Untuk saat ini, tidak semua daerah itu yang masih menggali dan mengembangkan seni ukirnya. Daerah yang masih eksis dan cukup baik dalam mewariskan seni ukirnya pada generasi muda hanyalah Pandai Sikek. Seni ukir dari kabupaten Lima Puluh Kota hampir-hampir tidak terdengar lagi (punah), sanggar seni ukir daerah ini termasuk IV Angkek Candung sudah banyak beralih ke usaha perabot. Sedangkan seni ukir di kabupaten Agam amat sedikit upaya regenerasi.
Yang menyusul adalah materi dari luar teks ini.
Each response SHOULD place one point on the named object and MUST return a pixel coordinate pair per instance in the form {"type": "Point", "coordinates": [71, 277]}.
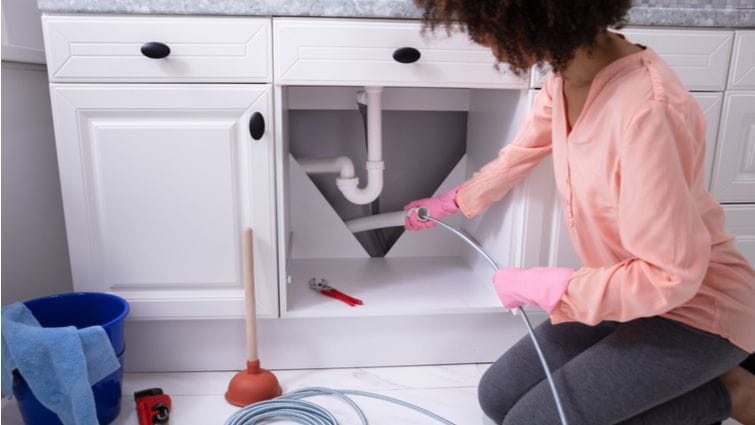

Keberlanjutan seni ukir di Pandai Sikek Kabupaten Tanah Datar terus berjalan walaupun tidak sebaik pengembangan seni ukir Bali dan Jepara.

Kesinambungan seni ukir di Pandai Sikek sekarang ini lebih banyak atas inisiatif masyarakat dan sedikit sekali adanya perhatian dan pembinaan dari pemerintah. Perhatian dari pemerintah diberikan oleh Dinas Perindustrian dan Perdagangan Kabupaten Tanah Datar berupa pendataan jumlah sanggar dan pengerajin, pembinaan keindustrian dan perdagangan. Data Dinas Perindustrian dan Perdagangan Kabupaten Tanah Datar tahun 2009 terdapat 4 buah sanggar seni ukir di Pandai Sikek dengan jumlah murid (sekaligus pekerja) sekitar 55 orang. Pembinaan yang telah dilakukan berupa pelatihan disain mobiler dan diikutsertakan dalam pameran perdagangan.

Bila dilihat dari ilmu kependidikan, alangkah baiknya pembinaan dan pelatihan bagi pengukir di Pandai Sikek di bawah koordinasi Dinas Pendidikan Kabupaten Tanah Datar. Karena jika pelatihan dilakukan oleh dinas Perindustrian dan Perdagangan ada kemungkinan yang dilakukan tidak menerapkan prinsip-prinsip ilmu kependidikan. Menurut Prayitno (2008) pendidikan tanpa ilmu pendidikan akan mengkerdilkan kehidupan pendidikan, terjadi kecelakaan pendidikan yang melecehkan peserta didik, terhambatnya bahkan hilangnya kesempatan dan hak-hak pendidikan peserta didik. Misalnya seorang pendidik atau pelatih yang tidak memahami pilar high-touch (kewibawaan) tentu tidak memahami perbedaan potensi peserta didik, juga tidak mampu memberikan kasih sayang dan kelembutan, tidak jelas peserta didik harus diberi penguatan, serta tidak tahu kapan tindakan tegas yang mendidik dilakukan. Secara umum jika prinsip-prinsip ilmu kependidikan tidak diterapkan tentu proses pembelajaran (pelatihan), dan pewarisan nilai-nilai budaya yang terkandung dalam seni ukir bukan saja tidak bernilai budaya, tetapi juga tidak diwariskan kepada genarasi baru.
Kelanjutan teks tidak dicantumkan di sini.